Gastric polyps are rare. Most patients either are asymptomatic or present with symptoms of vague epigastric pain and bloating. An upper gastrointestinal tract study can demonstrate gastric polyps in 85 to 90 per cent of the patients. Features that increase the suspicion of carcinoma include the presence of adenomatous polyps greater than 2 centimeters in diameter, especially if they are multiple. In most patients, gastrotomy and removal of the polypoid mass with a cuff of normal mucosa are sufficient treatment. In patients who have invasive adenocarcinoma found upon biopsy of the polyp, gastric resection should be done. In most patients with carcinoma in situ, wedge resection is adequate treatment. Endoscopy for the diagnosis and treatment of polyps is appropriate in selected patients with pedunculated polyps that are less than 2 centimeters in diameter. The morbidity after operation or endoscopy is similar. Patients who are at high risk of having carcinoma develop should be observed yearly by endoscopic examination and biopsy.

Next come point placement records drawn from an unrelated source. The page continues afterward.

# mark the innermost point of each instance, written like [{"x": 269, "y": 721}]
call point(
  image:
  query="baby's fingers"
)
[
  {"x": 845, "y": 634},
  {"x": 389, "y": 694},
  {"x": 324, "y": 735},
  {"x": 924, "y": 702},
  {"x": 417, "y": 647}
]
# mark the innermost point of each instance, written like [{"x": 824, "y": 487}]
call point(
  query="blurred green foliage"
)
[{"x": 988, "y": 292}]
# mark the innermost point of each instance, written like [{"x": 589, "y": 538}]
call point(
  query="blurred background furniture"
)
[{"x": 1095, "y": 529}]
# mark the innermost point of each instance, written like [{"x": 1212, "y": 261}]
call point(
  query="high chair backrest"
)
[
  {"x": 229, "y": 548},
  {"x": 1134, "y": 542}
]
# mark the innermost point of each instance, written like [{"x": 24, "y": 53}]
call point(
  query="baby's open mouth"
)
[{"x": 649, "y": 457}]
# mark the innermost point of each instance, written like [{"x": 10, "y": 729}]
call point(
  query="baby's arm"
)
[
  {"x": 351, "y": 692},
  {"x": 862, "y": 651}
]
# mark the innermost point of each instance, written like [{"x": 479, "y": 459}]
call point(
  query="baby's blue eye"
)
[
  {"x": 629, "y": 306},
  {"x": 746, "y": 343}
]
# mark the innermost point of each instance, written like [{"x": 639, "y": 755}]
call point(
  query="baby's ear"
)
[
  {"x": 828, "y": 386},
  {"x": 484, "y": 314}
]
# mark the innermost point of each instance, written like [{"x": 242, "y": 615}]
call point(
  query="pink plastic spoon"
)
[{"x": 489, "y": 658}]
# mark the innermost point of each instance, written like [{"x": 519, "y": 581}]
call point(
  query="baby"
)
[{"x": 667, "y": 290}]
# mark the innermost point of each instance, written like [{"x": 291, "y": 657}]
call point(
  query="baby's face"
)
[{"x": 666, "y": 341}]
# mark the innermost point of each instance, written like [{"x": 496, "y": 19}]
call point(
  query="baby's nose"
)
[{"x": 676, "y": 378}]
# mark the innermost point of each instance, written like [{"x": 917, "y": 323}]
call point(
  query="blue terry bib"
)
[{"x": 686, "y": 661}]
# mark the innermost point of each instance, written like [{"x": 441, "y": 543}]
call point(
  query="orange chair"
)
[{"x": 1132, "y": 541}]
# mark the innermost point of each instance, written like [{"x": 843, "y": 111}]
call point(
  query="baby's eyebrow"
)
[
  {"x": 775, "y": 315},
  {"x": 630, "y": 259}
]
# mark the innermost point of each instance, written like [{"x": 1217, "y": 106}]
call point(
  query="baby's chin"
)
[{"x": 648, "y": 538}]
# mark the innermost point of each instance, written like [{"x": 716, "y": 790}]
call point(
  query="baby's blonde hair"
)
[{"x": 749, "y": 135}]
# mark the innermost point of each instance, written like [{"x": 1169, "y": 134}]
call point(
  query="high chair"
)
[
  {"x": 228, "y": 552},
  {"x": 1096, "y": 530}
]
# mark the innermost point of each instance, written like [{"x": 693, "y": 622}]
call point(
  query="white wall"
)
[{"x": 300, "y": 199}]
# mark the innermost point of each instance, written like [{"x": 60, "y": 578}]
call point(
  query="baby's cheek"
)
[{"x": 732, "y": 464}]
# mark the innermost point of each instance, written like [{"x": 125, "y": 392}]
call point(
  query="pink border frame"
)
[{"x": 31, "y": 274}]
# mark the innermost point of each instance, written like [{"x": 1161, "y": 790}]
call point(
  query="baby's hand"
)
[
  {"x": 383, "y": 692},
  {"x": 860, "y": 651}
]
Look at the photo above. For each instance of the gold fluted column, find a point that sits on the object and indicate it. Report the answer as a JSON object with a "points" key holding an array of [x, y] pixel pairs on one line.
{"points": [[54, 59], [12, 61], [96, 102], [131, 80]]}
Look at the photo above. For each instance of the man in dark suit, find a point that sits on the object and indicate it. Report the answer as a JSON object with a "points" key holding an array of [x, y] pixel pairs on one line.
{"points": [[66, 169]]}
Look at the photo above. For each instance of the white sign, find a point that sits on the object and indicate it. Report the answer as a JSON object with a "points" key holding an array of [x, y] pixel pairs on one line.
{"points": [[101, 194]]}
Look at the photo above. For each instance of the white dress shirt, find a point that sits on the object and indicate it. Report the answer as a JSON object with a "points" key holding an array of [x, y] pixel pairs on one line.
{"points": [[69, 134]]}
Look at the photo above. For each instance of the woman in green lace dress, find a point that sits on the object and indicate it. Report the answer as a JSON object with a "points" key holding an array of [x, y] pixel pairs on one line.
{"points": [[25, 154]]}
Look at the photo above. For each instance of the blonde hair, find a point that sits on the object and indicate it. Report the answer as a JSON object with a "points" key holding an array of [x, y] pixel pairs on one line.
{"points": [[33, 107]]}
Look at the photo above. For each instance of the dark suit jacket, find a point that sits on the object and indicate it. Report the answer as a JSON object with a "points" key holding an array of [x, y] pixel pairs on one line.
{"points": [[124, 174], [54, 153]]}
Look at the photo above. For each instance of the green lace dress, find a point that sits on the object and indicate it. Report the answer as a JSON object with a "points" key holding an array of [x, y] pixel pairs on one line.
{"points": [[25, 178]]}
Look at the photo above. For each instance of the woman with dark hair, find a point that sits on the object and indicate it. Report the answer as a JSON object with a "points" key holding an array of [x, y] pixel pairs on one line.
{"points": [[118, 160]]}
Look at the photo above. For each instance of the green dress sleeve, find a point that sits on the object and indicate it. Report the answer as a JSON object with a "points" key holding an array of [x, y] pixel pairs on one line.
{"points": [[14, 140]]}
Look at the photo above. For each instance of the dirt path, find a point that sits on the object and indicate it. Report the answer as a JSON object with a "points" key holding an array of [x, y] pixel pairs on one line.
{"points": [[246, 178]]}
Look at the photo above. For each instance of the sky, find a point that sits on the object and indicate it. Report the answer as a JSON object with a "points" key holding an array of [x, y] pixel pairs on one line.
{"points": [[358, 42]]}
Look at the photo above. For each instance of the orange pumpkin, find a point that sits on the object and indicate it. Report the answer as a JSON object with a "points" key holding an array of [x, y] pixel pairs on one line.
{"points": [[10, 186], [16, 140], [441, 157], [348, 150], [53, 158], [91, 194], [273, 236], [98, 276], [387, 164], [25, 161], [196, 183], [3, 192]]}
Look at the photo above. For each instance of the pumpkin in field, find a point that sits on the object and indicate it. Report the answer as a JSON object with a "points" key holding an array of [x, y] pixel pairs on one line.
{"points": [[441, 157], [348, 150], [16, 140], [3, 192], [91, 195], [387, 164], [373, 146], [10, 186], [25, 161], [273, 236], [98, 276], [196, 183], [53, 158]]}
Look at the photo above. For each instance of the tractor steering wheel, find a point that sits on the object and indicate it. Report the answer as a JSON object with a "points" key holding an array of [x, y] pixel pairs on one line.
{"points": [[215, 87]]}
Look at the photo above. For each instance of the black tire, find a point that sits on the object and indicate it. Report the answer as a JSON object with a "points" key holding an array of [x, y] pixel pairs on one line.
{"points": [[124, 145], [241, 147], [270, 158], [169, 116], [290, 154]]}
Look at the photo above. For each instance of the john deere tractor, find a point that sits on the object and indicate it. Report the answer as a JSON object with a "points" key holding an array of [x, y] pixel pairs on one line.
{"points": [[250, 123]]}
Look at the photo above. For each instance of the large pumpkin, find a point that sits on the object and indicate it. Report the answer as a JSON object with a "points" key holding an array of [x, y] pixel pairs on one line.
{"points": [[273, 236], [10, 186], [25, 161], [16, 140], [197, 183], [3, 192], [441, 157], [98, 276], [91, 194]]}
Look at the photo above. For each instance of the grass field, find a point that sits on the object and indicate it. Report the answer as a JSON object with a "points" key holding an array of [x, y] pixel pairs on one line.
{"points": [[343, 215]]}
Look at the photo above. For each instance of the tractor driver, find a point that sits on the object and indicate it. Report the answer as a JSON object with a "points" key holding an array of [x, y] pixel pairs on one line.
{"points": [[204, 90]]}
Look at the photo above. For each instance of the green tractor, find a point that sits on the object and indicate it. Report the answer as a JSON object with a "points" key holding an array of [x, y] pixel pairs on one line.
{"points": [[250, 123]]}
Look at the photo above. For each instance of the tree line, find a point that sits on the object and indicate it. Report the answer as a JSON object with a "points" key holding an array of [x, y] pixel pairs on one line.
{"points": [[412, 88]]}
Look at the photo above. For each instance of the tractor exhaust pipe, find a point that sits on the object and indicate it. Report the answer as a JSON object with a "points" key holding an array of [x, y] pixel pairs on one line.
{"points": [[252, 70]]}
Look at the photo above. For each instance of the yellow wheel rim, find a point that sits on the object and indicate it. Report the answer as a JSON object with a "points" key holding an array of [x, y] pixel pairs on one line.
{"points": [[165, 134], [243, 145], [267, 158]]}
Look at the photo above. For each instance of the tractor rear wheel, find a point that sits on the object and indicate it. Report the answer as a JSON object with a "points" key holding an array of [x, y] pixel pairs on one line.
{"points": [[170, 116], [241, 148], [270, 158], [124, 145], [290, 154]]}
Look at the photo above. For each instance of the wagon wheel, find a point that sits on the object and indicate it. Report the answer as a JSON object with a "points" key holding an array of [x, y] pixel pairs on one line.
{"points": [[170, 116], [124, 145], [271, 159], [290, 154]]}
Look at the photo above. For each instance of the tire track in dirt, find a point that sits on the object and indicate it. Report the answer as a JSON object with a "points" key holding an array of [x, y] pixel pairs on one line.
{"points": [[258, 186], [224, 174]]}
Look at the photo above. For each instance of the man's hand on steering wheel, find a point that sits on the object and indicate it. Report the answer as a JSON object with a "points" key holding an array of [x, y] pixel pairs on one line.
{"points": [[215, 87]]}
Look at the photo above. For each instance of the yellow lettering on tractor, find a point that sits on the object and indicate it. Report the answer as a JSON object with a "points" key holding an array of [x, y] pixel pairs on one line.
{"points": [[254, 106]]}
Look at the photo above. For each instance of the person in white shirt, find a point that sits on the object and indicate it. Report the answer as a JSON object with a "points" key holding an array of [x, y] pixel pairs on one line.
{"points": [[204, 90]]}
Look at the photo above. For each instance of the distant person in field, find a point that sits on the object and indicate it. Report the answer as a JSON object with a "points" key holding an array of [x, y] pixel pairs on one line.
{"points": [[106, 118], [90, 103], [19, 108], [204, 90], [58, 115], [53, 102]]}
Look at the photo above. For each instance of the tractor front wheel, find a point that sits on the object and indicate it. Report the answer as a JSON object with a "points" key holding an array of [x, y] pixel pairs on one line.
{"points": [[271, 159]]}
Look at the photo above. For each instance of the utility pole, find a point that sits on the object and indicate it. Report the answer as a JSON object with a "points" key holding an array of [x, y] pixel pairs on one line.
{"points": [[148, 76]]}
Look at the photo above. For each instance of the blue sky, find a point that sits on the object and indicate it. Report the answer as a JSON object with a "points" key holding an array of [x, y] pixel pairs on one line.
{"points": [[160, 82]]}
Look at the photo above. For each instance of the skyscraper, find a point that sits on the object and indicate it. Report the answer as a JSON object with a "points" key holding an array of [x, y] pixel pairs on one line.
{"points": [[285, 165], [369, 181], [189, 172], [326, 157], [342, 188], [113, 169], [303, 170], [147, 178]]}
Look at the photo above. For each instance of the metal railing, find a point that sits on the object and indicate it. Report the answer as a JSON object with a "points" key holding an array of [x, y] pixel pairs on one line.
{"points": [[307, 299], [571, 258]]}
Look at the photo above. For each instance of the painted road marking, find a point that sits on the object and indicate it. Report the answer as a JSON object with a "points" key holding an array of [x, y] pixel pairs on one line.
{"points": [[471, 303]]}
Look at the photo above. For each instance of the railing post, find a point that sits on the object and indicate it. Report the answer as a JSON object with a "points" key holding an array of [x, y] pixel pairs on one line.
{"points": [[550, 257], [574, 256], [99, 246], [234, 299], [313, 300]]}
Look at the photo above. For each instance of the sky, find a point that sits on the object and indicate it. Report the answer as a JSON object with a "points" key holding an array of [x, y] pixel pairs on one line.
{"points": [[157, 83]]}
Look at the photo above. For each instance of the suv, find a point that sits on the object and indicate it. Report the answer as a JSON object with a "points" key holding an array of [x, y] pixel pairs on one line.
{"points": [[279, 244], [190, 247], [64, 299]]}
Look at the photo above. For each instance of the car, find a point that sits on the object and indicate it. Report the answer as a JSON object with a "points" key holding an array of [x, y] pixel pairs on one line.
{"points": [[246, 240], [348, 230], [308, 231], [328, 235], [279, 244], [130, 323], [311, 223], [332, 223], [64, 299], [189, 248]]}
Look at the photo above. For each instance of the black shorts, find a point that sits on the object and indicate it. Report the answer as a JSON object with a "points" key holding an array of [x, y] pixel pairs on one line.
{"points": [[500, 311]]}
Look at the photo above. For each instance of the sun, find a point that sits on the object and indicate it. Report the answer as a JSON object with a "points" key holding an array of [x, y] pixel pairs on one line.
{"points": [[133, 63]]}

胃息肉较为罕见。大多数患者要么无症状,要么表现为上腹部隐痛和腹胀等症状。上消化道检查可在85%至90%的患者中发现胃息肉。增加癌变怀疑的特征包括直径大于2厘米的腺瘤性息肉,尤其是多发性的。对大多数患者而言,胃切开术并切除带有一圈正常黏膜的息肉样肿物是足够的治疗方法。对于息肉活检发现有浸润性腺癌的患者,应进行胃切除术。对于大多数原位癌患者,楔形切除术是足够的治疗方法。对于直径小于2厘米的有蒂息肉的特定患者,采用内镜检查来诊断和治疗息肉是合适的。手术或内镜检查后的发病率相似。有癌变高风险的患者应每年接受内镜检查和活检。